Objectives
Carotid endarterectomy (CEA) is usually performed under general anesthesia (GA) although some advocate regional anesthesia (RA) to reduce hemodynamic instability, allow neurologic monitoring and selective shunting. RA does not reduce risk of periprocedural stroke or death, although some series show a reduction in myocardial infarction (MI). We investigated the association of anesthesia type and periprocedural MI among patients receiving GA or RA for CEA and patients undergoing carotid artery stenting (CAS) in the Carotid Revascularization Endarterectomy versus Stenting Trial (CREST).
Methods
Between 2000 and 2008, 1151 patients underwent CEA (anesthetic type available on 1149 patients) and 1123 patients underwent CAS within 30 days of randomization in CREST. CEA patients were categorized by anesthetic type (GA vs RA).

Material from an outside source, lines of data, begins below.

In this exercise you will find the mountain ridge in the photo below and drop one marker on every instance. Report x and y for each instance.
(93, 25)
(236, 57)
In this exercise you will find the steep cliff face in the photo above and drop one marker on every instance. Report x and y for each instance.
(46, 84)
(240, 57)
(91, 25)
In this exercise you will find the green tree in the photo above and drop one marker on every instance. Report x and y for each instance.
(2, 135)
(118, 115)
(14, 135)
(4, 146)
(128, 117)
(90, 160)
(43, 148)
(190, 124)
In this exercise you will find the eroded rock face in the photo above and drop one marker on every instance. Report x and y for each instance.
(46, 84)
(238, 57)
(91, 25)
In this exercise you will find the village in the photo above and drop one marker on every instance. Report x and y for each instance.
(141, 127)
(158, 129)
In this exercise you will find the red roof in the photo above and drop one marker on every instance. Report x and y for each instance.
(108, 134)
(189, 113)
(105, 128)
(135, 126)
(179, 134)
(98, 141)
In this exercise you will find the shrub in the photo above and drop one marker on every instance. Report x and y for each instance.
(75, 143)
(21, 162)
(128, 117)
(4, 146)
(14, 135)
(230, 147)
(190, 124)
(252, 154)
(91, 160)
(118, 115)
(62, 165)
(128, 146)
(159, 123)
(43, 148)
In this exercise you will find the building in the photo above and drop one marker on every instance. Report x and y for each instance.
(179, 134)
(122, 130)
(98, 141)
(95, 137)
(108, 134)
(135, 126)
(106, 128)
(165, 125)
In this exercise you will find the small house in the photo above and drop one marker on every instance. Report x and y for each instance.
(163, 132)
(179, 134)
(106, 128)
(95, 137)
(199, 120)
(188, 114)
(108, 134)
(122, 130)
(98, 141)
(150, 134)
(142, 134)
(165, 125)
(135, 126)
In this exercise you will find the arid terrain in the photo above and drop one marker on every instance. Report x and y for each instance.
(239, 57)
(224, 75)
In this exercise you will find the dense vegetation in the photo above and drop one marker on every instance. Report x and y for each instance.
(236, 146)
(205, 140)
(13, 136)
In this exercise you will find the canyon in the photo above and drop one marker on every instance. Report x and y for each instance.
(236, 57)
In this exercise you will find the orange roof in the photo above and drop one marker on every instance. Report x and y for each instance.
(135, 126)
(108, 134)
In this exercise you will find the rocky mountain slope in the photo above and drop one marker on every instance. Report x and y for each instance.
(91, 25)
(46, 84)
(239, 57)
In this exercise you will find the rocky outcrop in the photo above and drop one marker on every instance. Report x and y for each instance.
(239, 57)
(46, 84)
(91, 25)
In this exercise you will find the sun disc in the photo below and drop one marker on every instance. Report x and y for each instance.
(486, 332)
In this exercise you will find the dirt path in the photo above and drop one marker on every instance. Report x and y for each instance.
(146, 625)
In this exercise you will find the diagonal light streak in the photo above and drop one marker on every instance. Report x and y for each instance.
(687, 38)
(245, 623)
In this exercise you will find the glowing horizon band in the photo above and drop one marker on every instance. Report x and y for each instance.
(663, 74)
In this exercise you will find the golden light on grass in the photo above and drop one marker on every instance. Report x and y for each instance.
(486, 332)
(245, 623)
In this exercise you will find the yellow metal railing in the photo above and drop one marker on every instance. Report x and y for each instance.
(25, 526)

CREST defined protocol MI as chest pain or ECG change plus biomarker evidence of MI and total MI was defined as protocol MI plus biomarker-positive (biomarker +) only MI. The incidence of protocol MI and total MI were compared between patients undergoing CEA under GA, RA and those undergoing CAS. Other study endpoints were similarly compared. Differences in baseline characteristics and periprocedural events were also evaluated among the three groups. Logistic regression was used to assess group differences adjusting for age and symptomatic status.
Results
The three groups had similar demographic risk factors except for prevalence of symptomatic carotid stenosis, which was lowest in the CEA-RA group (P=.03). Of the 111 patients in the in the CEA-RA group, there were not any protocol MI’s and only 2 biomarker + only MI’s for an overall incidence of 1.8%, similar to the 1.7% overall incidence seen in patients undergoing CAS. In contrast, the combined incidence of protocol and biomarker + MI’s in the 1038 patients in the CEA-GA group was significantly higher at 3.4% (P=.04), twice the risk of protocol MI and biomarker + only MI when compared to those undergoing CAS (OR, 2.01; 95%, CI 1.14-3.54). Direct comparison of the MI incidence between CEA-RA and CEA-GA showed no statistical difference. Patients undergoing CEA under GA had lower odds of a periprocedural stroke (OR, 0.48; 95% CI 0.28-0.79) and stroke or death (OR, 0.46; 95% CI 0.27-0.76) when compared to those undergoing CAS but were not significantly different than those undergoing CEA-RA.
Conclusions
In CREST, patients undergoing CEA under RA had similar risk of periprocedural MI as those undergoing CAS while the risk for CEA-GA was twice that compared to patients undergoing CAS. Nevertheless, since periprocedural MI is one of the few variables favoring CAS over CEA, and has been associated with decreased long term survival, RA should be seriously considered for patients undergoing CEA.